Olympics 2022
Here’s How Much Olympic Medals Are Actually Worth
The gold, silver, and bronze medals are priceless to their winner — and valuable-ish to anyone else.
Standing on an Olympic podium, a shiny medal gleaming in the sun, a national anthem playing in the background: winning an Olympic medal looks, unquestionably, cool as hell. And with Team USA expected to take a substantial haul of medals at the 2021 Olympics, those pretty circles of metal — and their value — are coming under the spotlight. What’s an Olympic medal really worth, particularly when the stadium’s emptied and the crowds have gone home?
The answer is, obviously, priceless, at least to the person who won them with their sweat and strategy. But to collectors and enthusiasts, the Olympic medals are worth cold, hard, cash. If there’s a particularly inspirational or impressive athlete attached, the value of an Olympic medal can absolutely soar — but it kinda depends on who’s buying.

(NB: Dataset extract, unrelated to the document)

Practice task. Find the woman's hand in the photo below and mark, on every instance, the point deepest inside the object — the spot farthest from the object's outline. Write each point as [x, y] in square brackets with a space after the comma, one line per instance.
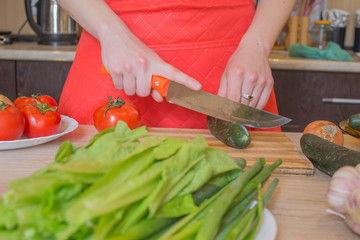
[131, 64]
[247, 73]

What’s An Olympic Medal Really Worth?
It may surprise you to know that when athletes bite into their gold medals in photos, they’re actually chomping into a thin veneer of gold on a silver base. The Tokyo 2021 Olympic gold medal design comprises six or so grams of gold layered over 550 grams of silver, according to the designer. The silver medals, meanwhile, uses 550g of silver, while the bronze medals weigh 450g (and are actually made with red brass, not literal bronze). The last time an Olympic gold medal was made of pure gold was back in 1912, per the Guinness Book of Records; they’ve been silver coated in gold ever since.

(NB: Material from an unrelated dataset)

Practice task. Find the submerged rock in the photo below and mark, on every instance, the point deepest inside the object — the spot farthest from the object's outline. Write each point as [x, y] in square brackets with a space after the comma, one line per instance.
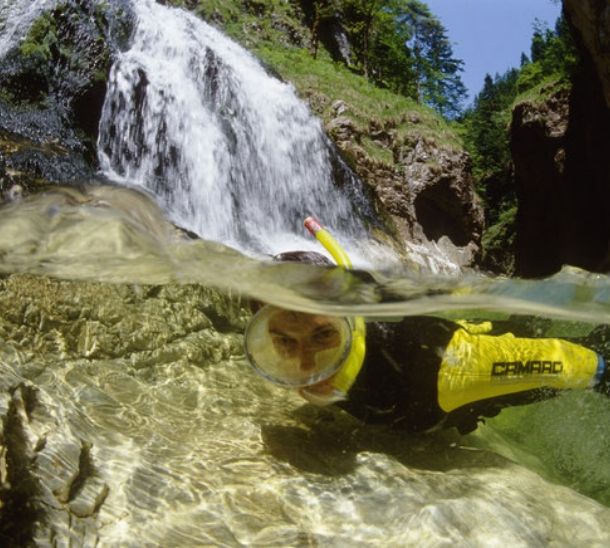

What does that translate to in terms of $$$, though? If you (gasp!) melted them down, the precious metals in Olympic medals would command a wide range of prices. Six grams of gold in 2021 is worth around $380, according to Bloomberg, while 550 grams of silver is around $450, so a gold medal rings in at around $830, as far as the value of the pure metal goes. A bronze medal weighing 450g is a little less than a pound of red brass, which is worth between $2 and $2.50 in scrap. (Womp, womp.)
The medals aren’t just worth their weight in the metals they’re made from (which, it seems, is less than you’d think). If you’re a member of Team USA and take home a medal, you’ll also walk away with some cash. U.S. athletes at the Olympics and Paralympics in 2021 will receive $37,500 for a gold medal, $22,500 for a silver, and $15,000 for a bronze, according to Team USA policy.
How Much Do Olympic Medals Sell For?
The value of the medal, though, goes way beyond the actual precious materials. If an athlete sells their medals — which doesn’t happen a lot — the price they’ll fetch depends a lot on the Olympic Games they were won at, the sport, and the person who nabbed them.
Per the Guinness World Records, the most expensive Olympic medal ever sold was one of four gold medals won by Jesse Owens, the African-American sprinter who dominated the 1936 Olympic Games in Berlin, Germany. One of those golds sold at auction in 2013 for around $1.46 million to Ron Burkle, co-owner of the NHL Pittsburgh Penguins. An Olympic gold medal from the Athens Games in 2004 has a collector’s value of around $16,500, while a silver from Munich in 1972 is $6,000. Money reported in 2018 that gold medals tend to sell for between $20,000 and $50,000 at auction. Medals attached to particular names or stories attract higher prices: in 2021, two Olympic gold medals won by Cuban athletes, Iván Pedroso and Leuris Pupo, each fetched over $70,000 at auction.
But just having an Olympic medal in your garage doesn’t mean you have a goldmine. Money noted that Winter Olympic medals tend to be worth less at auction than Summer ones, though it depends on the athlete and occasion. And medals that have been stripped from their recipients — like Lance Armstrong’s 2000 Olympic medal, which was taken away in 2013 after he admitted to drug-taking — actually have to be returned to the Olympic Committee, per IOC rules; they can’t be sold.
So if you spot a medal in the wild, chances are it’ll be in a display case, or around the neck of the athlete who won it. Nabbing a selfie with it gleaming in the background? Priceless.